10) - « Timhavit » : en fait Timahdite, dont l’altitude de 1815 m est à peine inférieure à celle du col et du camp de Foum Kheneg, à 1921 m. 
11) - « El Hammam » : poste situé à 40 km à vol d’oiseau à l’ouest de Foum Kheneg, où Paul fut précédemment affecté du 17 mai 1918 (voir sa lettre du 19 mai 1918) jusqu’à la mi-août 1918.
12) - « ma permission » : il s’agit d’une permission exceptionnelle dite « de naissance ». Elle n’était aucunement obligatoire mais elle devint pratiquement automatique à la suite des « troubles » de l’année 1917. Or elle ne peut être demandée et délivrée qu’au siège du commandant de la Compagnie, c’est-à-dire à Aïn Leuh (la lettre du 1er septembre 1918 indique que ce chef de bataillon n’est toujours pas rentré d’El Hammam).
13) - « Aïn Leuh » : cette lettre annonçant au début-août le transfert d’El Hammam à Foum Kheneg via Aïn leuh, n’a pas été conservée. 
14) - « la mairie » : celle de Caudéran, où réside Marthe.
15) - « la pénurie » : le manque d’hommes qui oblige Lyautey à réduire ses opérations et à retarder les tours de permission s’explique par l’affectation prioritaire des soldats de l’armée française sur les fronts métropolitains, où les autorités espèrent que s’obtiendra la victoire finale.
16) - « en ce moment » : ces relevés de prix confirment la cherté du coût de la vie provoquée par la pénurie en métropole et non pas, comme le suppose Paul, l’existence d’une spéculation particulière qui y ferait flamber les prix environ au double de ce qu’ils sont pour les Français au Maroc.
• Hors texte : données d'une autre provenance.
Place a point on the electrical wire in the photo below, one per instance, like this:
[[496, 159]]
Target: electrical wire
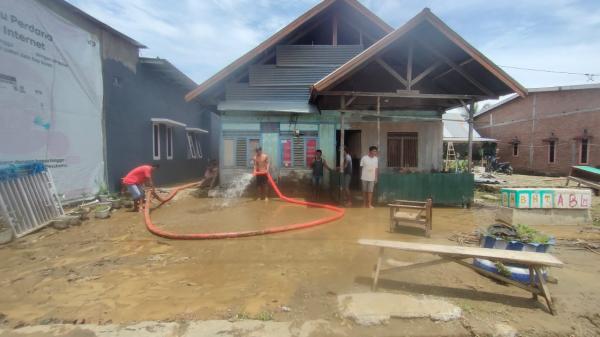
[[590, 76]]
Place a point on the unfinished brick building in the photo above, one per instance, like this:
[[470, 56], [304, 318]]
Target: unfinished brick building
[[547, 131]]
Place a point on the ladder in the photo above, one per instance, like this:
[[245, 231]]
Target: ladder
[[450, 156]]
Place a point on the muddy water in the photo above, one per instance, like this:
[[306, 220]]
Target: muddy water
[[114, 270]]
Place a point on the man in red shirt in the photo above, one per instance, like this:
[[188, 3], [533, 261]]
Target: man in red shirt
[[135, 181]]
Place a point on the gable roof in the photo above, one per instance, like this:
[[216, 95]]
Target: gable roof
[[278, 37], [328, 82]]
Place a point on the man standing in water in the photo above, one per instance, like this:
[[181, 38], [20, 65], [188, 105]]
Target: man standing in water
[[318, 165], [135, 181], [369, 165], [261, 165], [347, 176]]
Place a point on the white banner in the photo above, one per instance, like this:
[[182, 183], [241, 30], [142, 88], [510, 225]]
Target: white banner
[[51, 96]]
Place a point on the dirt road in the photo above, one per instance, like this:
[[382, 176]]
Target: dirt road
[[114, 271]]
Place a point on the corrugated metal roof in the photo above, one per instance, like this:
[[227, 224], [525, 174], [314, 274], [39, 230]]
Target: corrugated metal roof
[[456, 129], [315, 55], [244, 92], [268, 106], [270, 74]]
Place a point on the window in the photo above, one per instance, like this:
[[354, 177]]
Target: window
[[584, 151], [298, 151], [156, 141], [402, 149], [552, 151], [239, 151], [194, 148], [169, 142]]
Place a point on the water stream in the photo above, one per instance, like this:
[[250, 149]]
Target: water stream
[[234, 191]]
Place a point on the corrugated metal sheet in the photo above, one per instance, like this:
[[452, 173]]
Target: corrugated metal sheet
[[315, 55], [270, 74], [244, 92], [268, 106]]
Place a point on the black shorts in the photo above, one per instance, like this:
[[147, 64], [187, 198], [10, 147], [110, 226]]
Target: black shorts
[[261, 180]]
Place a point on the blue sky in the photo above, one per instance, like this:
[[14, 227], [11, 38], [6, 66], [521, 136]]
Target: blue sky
[[202, 36]]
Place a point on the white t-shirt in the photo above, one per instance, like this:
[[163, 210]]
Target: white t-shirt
[[369, 166]]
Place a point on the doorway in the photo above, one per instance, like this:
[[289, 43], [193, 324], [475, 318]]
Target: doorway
[[352, 139]]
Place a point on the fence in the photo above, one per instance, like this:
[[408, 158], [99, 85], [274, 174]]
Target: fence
[[28, 198]]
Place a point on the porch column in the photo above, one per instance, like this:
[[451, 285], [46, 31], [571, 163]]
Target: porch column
[[378, 123], [341, 182], [471, 111]]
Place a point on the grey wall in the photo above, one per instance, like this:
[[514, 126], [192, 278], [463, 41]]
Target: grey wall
[[131, 100]]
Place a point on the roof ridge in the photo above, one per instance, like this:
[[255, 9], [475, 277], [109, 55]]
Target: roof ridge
[[277, 37]]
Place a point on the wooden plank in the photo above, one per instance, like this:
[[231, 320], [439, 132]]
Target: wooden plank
[[544, 289], [426, 72], [392, 72], [457, 68], [467, 61], [489, 274], [529, 258]]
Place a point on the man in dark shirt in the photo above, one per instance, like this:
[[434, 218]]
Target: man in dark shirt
[[318, 166]]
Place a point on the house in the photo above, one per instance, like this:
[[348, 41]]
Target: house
[[77, 97], [340, 76], [547, 131], [456, 136]]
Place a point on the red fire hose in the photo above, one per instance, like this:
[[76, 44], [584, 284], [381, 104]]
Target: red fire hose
[[339, 212]]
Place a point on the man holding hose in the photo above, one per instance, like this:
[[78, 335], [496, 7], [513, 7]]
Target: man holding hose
[[135, 181], [261, 169]]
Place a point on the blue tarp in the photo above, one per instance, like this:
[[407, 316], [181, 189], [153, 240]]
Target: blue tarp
[[13, 171]]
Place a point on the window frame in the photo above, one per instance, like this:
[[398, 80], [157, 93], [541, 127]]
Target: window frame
[[194, 145], [156, 141], [401, 135], [587, 155], [552, 155], [290, 138], [169, 141], [249, 156]]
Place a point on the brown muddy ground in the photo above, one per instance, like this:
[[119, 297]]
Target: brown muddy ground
[[116, 271]]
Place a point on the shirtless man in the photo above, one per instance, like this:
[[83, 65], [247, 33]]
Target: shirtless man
[[261, 164]]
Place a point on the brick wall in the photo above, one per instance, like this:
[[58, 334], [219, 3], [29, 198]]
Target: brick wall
[[542, 115]]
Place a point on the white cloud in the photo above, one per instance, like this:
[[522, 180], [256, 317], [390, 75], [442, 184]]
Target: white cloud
[[203, 36]]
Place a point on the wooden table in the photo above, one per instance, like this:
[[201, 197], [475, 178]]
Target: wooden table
[[457, 254]]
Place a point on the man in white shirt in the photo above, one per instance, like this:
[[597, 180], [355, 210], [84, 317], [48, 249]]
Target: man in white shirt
[[369, 170]]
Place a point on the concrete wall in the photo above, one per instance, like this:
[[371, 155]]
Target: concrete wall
[[534, 118], [112, 46], [131, 100], [430, 140]]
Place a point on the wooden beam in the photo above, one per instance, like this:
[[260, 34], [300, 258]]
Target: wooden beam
[[334, 29], [467, 61], [349, 101], [426, 72], [457, 68], [391, 71], [401, 95], [411, 47]]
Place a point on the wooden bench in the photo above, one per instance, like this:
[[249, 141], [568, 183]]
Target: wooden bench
[[457, 254], [412, 214]]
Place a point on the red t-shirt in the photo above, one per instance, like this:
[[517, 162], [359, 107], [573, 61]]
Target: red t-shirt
[[138, 175]]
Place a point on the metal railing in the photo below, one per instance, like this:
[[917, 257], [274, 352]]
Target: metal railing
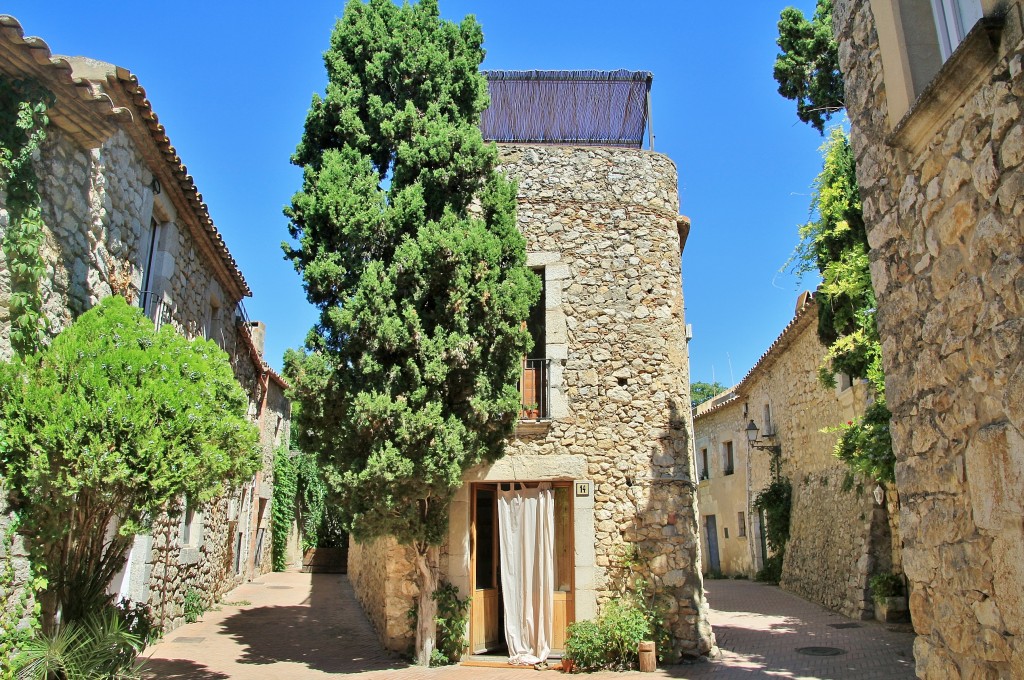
[[535, 387], [155, 307]]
En somme Paul refuse une fois de plus (voir sa lettre du 13 avril 1918 et la note correspondante) de reconnaître (ou de dire qu’il constate) qu’il existe deux marchés distincts, celui de la métropole (où la guerre entraîne des pénuries) et celui de cette colonie particulière qu’est en train de devenir le Maroc, où l’administration et les colons se fournissent à vil prix et où l’inflation est faible parce que la guérilla anticolonialiste a beaucoup moins d’effet sur l’économie locale que la guerre en métropole. Peut-être refuse-t-il de parler de ce marché colonial simplement parce qu’il s’identifie inconsciemment ou tient consciemment à être identifié comme Poilu de la Grande Guerre et non comme agent de la colonisation du Maroc par la France.
17) - « Le Populaire » : Marthe a peut-être détecté et refusé l’évolution de plus en plus révolutionnaire et léniniste (bolchévique), du Journal du Peuple originellement contestataire du vieux socialisme réformiste français. Au contraire, depuis ses débuts en 1916, Le Populaire n’a pas dévié de cette ligne socialiste humaniste, idéaliste, pacifiste et internationaliste qui lui vaut d’être très influent donc systématiquement censuré en 1918 par le pouvoir jusqu’au-boutiste.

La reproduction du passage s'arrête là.